Only when this happens will private markets, especially the growth stage, become more active again. They react to the public markets and lag them by a few quarters. The same logic applies to IPOs. We haven't seen a software IPO in nearly 2 years (!). It is fair to assume that we are getting closer and closer to the IPO window opening again. Finally, the 'vultures' are back and setting up vehicles to buy secondary stocks in the private markets - a good sign that we might have hit the bottom (here the example of partners of a global venture firm, quite ironic...). So, I stick to our initial prediction, we are more than halfway through this downturn - by the end of 2024/early 2025 private markets should be back.
We are living in exciting times...
Writing this post, I can’t hide my excitement for the coming years. The mix of innovation we are witnessing couldn't be more fascinating, from new interfaces, new core technologies, to massive societal trends. Just compare the last 5 years with the previous 15 years. The amount of new technologies maturing is incredible. Looking back, some of these things and the hype will seem nuts. But I can tell you that many passionate teams are building stuff around them. Passion not only keeps the light on, but makes it brighter...
Here is a picture of another founder dinner I joined recently. My friends Sam and Amaury organized it in Brussels. I loved the location. The ‘Flagey building’ is an icon of the city for the locals. I spent a lot of time during my studies in the bar on the ground floor of this building. Being on the roof was special and brought back quite a few fun memories...
Life is awesome
Other content I found useful
- Excellent news from our company The Bank of London. The company has chosen my home country Luxembourg to set up its European HQ.

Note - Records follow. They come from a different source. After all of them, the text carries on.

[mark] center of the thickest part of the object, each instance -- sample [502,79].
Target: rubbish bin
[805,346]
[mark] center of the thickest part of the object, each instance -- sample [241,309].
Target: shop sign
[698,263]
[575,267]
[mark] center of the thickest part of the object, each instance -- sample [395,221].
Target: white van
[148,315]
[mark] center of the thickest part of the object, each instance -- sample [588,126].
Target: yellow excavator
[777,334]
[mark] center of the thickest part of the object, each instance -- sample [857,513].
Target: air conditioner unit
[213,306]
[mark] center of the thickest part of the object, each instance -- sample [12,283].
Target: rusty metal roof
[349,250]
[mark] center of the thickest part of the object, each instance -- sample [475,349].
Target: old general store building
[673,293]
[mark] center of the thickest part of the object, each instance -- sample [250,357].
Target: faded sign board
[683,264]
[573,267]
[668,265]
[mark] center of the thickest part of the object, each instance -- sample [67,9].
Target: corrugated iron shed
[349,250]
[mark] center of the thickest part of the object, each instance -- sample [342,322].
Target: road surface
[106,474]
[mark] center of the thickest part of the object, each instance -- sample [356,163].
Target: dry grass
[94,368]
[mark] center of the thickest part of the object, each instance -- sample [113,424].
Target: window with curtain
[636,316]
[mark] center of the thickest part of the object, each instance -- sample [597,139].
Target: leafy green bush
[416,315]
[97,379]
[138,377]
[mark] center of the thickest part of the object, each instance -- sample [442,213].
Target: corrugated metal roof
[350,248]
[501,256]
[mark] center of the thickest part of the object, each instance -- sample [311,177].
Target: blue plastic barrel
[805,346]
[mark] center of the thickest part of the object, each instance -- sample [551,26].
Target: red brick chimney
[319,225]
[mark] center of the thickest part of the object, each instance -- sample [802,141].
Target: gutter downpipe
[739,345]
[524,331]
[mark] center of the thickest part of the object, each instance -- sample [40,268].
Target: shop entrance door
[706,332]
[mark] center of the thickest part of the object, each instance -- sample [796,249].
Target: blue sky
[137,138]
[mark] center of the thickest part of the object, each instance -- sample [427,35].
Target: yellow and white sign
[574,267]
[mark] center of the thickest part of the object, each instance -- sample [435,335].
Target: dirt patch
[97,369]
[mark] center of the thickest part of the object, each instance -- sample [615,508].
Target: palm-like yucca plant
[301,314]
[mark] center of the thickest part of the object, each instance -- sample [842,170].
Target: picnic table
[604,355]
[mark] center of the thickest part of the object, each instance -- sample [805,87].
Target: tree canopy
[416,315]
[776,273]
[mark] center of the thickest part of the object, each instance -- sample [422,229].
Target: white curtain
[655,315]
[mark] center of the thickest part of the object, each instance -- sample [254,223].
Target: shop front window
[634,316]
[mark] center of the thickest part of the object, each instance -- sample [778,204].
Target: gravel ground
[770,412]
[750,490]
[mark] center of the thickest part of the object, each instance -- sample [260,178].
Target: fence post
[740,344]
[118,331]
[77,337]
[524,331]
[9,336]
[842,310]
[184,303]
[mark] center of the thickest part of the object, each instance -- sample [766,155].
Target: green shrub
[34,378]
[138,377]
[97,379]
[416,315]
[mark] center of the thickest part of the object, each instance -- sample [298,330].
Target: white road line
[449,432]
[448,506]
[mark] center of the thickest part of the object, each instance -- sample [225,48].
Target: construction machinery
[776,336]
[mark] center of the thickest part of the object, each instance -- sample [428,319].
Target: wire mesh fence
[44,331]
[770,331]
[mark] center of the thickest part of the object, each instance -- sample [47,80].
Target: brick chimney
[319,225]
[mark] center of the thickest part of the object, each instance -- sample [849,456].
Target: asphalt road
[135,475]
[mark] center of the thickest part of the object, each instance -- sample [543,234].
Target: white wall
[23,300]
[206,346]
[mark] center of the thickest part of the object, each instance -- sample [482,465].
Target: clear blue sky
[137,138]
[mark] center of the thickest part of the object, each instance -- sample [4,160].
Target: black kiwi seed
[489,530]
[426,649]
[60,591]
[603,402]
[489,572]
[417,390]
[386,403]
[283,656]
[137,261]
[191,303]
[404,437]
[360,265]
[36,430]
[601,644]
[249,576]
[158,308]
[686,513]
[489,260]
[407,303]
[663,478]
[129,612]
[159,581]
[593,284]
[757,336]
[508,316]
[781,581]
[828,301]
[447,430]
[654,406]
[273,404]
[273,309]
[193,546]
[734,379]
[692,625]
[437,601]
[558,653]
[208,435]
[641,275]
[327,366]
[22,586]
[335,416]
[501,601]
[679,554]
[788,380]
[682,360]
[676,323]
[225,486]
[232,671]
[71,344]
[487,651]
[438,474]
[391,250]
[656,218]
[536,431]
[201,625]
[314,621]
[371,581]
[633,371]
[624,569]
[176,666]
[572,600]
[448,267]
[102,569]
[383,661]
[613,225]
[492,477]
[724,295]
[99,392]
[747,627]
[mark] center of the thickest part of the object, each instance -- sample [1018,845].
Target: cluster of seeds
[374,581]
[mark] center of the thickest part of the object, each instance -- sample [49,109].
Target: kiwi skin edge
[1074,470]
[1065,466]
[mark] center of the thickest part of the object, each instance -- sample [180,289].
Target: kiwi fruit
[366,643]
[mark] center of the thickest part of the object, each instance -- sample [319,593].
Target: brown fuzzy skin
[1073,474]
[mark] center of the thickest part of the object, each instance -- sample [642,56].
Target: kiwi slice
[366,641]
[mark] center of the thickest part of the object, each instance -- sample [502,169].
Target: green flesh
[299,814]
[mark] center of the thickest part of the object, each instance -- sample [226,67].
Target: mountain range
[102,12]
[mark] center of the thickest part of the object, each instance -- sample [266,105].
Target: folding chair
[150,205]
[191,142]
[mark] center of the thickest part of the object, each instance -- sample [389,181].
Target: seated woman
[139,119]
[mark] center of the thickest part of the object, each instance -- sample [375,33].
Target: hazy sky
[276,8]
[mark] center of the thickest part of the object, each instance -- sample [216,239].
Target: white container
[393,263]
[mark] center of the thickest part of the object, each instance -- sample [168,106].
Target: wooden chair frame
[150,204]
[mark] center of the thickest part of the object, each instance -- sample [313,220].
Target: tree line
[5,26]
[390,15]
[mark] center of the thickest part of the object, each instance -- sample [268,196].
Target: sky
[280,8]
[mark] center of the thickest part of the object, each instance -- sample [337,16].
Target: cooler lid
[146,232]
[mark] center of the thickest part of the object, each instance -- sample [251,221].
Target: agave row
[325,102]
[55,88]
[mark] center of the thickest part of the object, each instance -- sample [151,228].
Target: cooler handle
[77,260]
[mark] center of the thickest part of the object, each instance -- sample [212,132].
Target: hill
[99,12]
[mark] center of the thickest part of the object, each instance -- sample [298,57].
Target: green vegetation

- Great post on the Death Valley of Saas by my partner Roy: How to dodge the pitfall and thrive. SaaS metrics are crucial to understand, especially when scaling. This is a great read, plus a concrete example, on ensuring the foundations are set to scale a software company and avoid falling into the trap of linear growth or even worse.
- Interesting read on the current state of France's economy by The Economist. I’ve been saying this for the last few years, France is doing a few things very well these days, and is clearly leading the European Union today.
- Brilliant article on our company K Health by Forbes: 'This AI Chatbot has helped Doctors treat 3 Million people - and may be coming to a hospital near you...'
- Good benchmarks on what is a good and great free-to-paid conversion rate by Lenny.
- The hype around LK-99 is probably unjustified, unfortunately. The room temperature superconductivity revolution will have to wait another day.